Baking bread with Poolish is a great way to improve both taste and texture. The longer fermentation time enhance flavor and gives a nice crust.
5 from 16 votes
Cuisine Bread
Servings 1 loaf

Ingredients
  

Poolish

  • 150 gram Wheat flour (bread flour) with 11.5% protein content.
  • 150 gram water
  • 1 gram fresh yeast or 0.3 gram instant dry yeast, or 0.5 gram dry active yeast

Final dough

  • 285 gram Wheat flour (bread flour) with 11.5% protein content
  • 165 gram water
  • 9 gram salt

Instructions
 

Mixing Poolish

  • Dissolve the yeast in the water, add the flour, and mix into a homogenous batter. Place the container with the Poolish covered in room temperature for about 8-10 hours.

Final dough

  • Heat up the remaining water to 86°F/30°C. Add poolish, flour, and salt and mix with your hands until all flour is incorporated with the water.
  • Let the dough ferment for 2 to3 hours.
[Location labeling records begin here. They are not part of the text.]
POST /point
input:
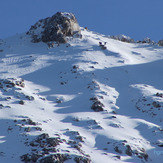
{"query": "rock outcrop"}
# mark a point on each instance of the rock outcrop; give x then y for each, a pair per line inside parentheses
(55, 28)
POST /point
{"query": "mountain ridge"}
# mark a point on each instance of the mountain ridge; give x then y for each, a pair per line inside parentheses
(91, 104)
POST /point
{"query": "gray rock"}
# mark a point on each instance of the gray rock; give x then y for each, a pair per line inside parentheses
(160, 42)
(55, 28)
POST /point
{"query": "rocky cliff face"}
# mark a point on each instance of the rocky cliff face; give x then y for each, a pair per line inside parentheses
(55, 28)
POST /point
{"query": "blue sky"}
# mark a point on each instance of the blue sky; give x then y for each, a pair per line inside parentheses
(135, 18)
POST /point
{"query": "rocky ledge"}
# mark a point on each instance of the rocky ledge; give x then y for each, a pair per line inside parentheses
(55, 28)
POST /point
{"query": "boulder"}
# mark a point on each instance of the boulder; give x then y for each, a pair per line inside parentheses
(55, 28)
(160, 42)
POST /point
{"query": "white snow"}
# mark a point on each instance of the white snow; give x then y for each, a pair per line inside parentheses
(119, 77)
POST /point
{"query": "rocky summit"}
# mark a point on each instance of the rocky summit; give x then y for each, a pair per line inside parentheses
(55, 28)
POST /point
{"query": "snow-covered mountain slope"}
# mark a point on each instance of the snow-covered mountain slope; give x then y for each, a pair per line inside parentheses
(78, 102)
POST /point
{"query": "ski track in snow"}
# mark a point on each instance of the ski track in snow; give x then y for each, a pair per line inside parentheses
(125, 78)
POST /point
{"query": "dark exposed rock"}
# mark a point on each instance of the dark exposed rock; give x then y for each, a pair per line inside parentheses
(52, 141)
(128, 150)
(160, 42)
(21, 102)
(54, 158)
(30, 157)
(81, 159)
(156, 104)
(55, 28)
(97, 106)
(123, 38)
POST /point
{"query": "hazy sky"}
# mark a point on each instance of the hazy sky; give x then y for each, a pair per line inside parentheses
(135, 18)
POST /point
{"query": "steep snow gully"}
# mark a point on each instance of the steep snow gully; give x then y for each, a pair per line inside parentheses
(92, 99)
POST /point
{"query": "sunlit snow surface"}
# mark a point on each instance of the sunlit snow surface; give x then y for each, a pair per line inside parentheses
(125, 78)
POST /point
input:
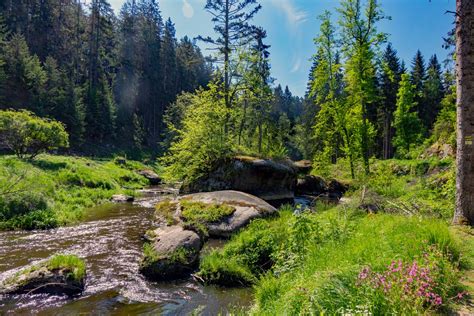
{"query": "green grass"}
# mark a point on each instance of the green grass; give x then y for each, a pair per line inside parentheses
(196, 215)
(74, 267)
(56, 190)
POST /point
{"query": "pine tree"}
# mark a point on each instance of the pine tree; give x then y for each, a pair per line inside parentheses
(98, 99)
(406, 122)
(231, 22)
(360, 40)
(389, 83)
(128, 77)
(433, 93)
(418, 77)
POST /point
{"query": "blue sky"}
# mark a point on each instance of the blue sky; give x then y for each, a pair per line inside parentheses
(292, 24)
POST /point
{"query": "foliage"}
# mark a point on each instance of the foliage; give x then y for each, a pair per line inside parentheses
(202, 140)
(327, 281)
(54, 190)
(28, 135)
(71, 263)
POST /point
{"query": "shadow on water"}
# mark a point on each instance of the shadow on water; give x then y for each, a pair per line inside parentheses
(110, 241)
(48, 165)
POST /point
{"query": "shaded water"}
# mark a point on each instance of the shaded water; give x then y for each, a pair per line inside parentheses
(110, 242)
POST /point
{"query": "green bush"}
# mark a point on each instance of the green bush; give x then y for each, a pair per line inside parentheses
(28, 135)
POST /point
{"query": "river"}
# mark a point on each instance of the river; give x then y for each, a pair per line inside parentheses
(110, 241)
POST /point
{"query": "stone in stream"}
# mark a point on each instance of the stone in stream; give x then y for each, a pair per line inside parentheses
(219, 213)
(121, 198)
(171, 252)
(267, 179)
(151, 176)
(59, 275)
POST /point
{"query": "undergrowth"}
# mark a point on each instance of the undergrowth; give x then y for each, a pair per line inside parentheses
(55, 190)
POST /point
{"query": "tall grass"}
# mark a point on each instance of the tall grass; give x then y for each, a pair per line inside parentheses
(55, 190)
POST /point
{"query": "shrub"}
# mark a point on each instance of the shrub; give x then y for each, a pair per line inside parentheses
(28, 135)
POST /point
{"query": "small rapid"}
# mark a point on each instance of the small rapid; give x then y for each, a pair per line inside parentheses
(110, 241)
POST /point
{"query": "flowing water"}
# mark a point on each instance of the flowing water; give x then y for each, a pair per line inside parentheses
(110, 241)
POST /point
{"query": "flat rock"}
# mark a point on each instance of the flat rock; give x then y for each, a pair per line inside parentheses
(121, 198)
(175, 253)
(264, 178)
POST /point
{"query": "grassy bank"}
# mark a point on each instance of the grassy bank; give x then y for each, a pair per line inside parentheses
(51, 191)
(387, 249)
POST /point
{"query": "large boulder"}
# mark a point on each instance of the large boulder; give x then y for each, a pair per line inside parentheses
(246, 207)
(152, 177)
(60, 275)
(311, 185)
(263, 178)
(303, 167)
(171, 252)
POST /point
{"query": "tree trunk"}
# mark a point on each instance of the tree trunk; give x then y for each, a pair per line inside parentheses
(464, 213)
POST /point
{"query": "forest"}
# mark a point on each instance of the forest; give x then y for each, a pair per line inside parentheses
(136, 166)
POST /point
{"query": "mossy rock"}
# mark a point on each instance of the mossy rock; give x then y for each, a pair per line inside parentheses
(172, 252)
(58, 275)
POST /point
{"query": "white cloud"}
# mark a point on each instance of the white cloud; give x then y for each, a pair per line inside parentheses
(296, 65)
(294, 15)
(188, 10)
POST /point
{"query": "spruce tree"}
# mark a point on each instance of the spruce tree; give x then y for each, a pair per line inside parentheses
(98, 98)
(417, 78)
(151, 103)
(389, 83)
(433, 93)
(360, 41)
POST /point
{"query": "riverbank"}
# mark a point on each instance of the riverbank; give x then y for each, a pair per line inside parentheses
(387, 248)
(53, 191)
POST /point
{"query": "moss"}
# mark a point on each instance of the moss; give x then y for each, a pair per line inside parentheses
(196, 215)
(74, 267)
(204, 212)
(56, 190)
(166, 210)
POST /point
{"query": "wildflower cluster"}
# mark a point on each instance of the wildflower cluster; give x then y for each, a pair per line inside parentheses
(418, 283)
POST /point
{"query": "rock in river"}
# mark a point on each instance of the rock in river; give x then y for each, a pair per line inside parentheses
(121, 198)
(151, 176)
(267, 179)
(59, 275)
(172, 252)
(246, 207)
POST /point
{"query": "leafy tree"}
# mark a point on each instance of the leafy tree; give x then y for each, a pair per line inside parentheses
(360, 41)
(389, 84)
(418, 77)
(331, 125)
(201, 139)
(406, 122)
(26, 76)
(98, 99)
(28, 135)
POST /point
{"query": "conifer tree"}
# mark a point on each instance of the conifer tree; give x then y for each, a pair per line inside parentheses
(389, 83)
(406, 122)
(231, 23)
(360, 41)
(433, 93)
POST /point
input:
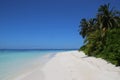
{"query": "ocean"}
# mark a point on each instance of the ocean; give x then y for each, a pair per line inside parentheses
(16, 62)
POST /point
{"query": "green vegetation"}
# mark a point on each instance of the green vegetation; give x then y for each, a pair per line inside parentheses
(102, 35)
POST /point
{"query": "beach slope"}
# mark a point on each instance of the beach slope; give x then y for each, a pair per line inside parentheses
(74, 65)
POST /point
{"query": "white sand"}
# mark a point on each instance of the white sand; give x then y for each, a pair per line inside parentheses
(74, 65)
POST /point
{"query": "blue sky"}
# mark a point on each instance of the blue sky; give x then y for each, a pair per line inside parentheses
(45, 24)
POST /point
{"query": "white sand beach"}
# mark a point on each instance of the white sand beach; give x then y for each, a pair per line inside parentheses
(73, 65)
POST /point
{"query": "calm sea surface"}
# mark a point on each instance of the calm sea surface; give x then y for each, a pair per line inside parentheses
(13, 62)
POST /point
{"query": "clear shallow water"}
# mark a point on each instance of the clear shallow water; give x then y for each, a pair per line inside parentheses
(13, 62)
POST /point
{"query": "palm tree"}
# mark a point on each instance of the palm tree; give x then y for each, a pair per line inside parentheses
(107, 18)
(87, 26)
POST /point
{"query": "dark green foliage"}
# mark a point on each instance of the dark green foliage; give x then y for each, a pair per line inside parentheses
(102, 35)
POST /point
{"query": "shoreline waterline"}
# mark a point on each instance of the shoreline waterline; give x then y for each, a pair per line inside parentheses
(15, 63)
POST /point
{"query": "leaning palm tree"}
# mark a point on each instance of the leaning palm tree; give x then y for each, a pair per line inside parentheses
(87, 26)
(107, 18)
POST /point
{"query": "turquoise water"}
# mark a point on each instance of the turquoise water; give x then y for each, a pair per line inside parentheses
(13, 62)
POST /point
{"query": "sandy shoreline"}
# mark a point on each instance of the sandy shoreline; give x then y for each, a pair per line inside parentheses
(73, 65)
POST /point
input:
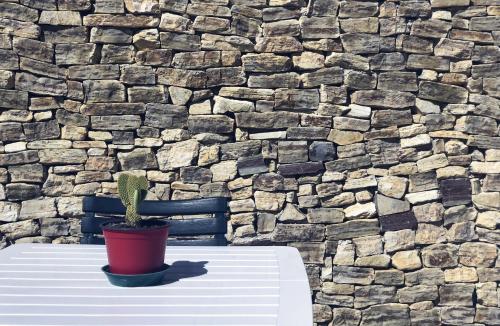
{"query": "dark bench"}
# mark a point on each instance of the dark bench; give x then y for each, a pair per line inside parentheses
(193, 231)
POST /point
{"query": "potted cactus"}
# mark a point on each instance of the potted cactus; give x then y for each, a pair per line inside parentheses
(136, 246)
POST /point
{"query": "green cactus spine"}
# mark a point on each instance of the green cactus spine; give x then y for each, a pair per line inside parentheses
(132, 190)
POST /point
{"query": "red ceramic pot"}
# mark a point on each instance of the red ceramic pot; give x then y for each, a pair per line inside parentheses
(136, 250)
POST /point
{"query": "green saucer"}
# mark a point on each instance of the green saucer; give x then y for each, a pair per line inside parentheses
(135, 280)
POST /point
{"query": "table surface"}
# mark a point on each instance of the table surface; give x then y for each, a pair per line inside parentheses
(44, 284)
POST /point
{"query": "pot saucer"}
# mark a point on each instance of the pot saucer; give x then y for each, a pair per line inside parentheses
(135, 280)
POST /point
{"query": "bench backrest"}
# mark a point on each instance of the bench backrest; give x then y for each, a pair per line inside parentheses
(191, 228)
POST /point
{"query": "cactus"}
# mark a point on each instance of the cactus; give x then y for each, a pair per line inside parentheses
(132, 190)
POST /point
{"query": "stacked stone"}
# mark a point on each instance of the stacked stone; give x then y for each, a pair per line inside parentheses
(363, 133)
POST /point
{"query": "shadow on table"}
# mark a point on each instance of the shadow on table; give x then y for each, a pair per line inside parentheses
(184, 269)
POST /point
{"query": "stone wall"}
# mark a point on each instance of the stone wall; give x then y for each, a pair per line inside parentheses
(363, 133)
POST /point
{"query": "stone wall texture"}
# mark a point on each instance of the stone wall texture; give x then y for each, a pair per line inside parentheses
(364, 133)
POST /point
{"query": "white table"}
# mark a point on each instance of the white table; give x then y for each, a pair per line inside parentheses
(43, 284)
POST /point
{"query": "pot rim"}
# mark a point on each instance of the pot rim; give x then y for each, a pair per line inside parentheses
(158, 224)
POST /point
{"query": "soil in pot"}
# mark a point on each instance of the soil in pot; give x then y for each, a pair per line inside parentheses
(136, 250)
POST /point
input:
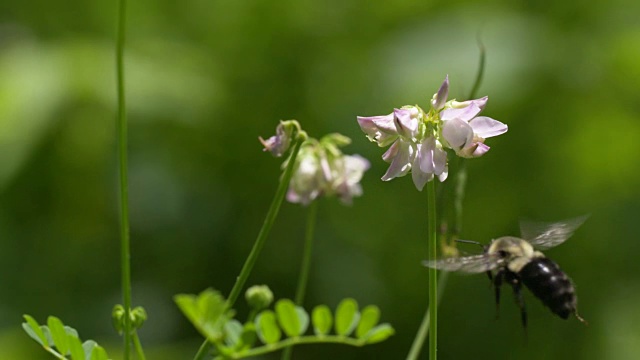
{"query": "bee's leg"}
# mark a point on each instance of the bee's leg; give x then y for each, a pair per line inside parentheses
(497, 282)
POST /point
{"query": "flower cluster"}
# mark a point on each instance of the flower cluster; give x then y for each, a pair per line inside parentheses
(320, 168)
(418, 139)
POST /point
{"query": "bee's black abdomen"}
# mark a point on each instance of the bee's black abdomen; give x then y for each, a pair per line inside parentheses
(546, 281)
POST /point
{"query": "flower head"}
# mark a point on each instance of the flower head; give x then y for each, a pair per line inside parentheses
(322, 169)
(465, 132)
(418, 139)
(280, 142)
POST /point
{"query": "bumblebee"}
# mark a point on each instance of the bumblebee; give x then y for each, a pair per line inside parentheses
(518, 261)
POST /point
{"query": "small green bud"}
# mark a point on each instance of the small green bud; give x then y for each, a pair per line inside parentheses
(117, 318)
(138, 317)
(259, 297)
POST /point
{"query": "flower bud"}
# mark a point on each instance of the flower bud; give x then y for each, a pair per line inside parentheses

Perform 3 -4 stretch and folds at the beginning of the fermentation process. The dough should expand twice it's original volume.
  • Dump out the dough on a lightly floured working surface and shape it into a round. Let it relax for 15 minutes. Shape the dough a second time into a Batard or other preferred shape. Place it into a floured proofing basket and wrap it in a plastic bag.
  • Let it proof for 1 hour or until it passes the finger poke test.

Baking

  • Pre-heat the oven to 480ºF / 250ºC. together with a Dutch, clay cooker, or baking stone in good time before it's time to bake, at least 30 minutes. If you are baking on a stone or a baking sheet, place an extra sheet in the lower part of the oven.
  • Dump out the dough very carefully on a piece of parchment paper. Place the dough and parchment paper into the Dutch oven And transfer it into the hot oven. If you are baking on a baking stone or baking sheet you just let the dough and parchment paper slide into the oven, using a pizza peel or similar. Pour some water on the extra baking sheet below the dough to create steam. NEVER pour water directly onto the bottom of the oven.
  • Bake for 40 to 50 minutes or until at least medium dark brown. If you use a dutch oven or a clay cooker, remove the lid after 30 minutes. Let the bread cool on wire racks for an hour before slicing it.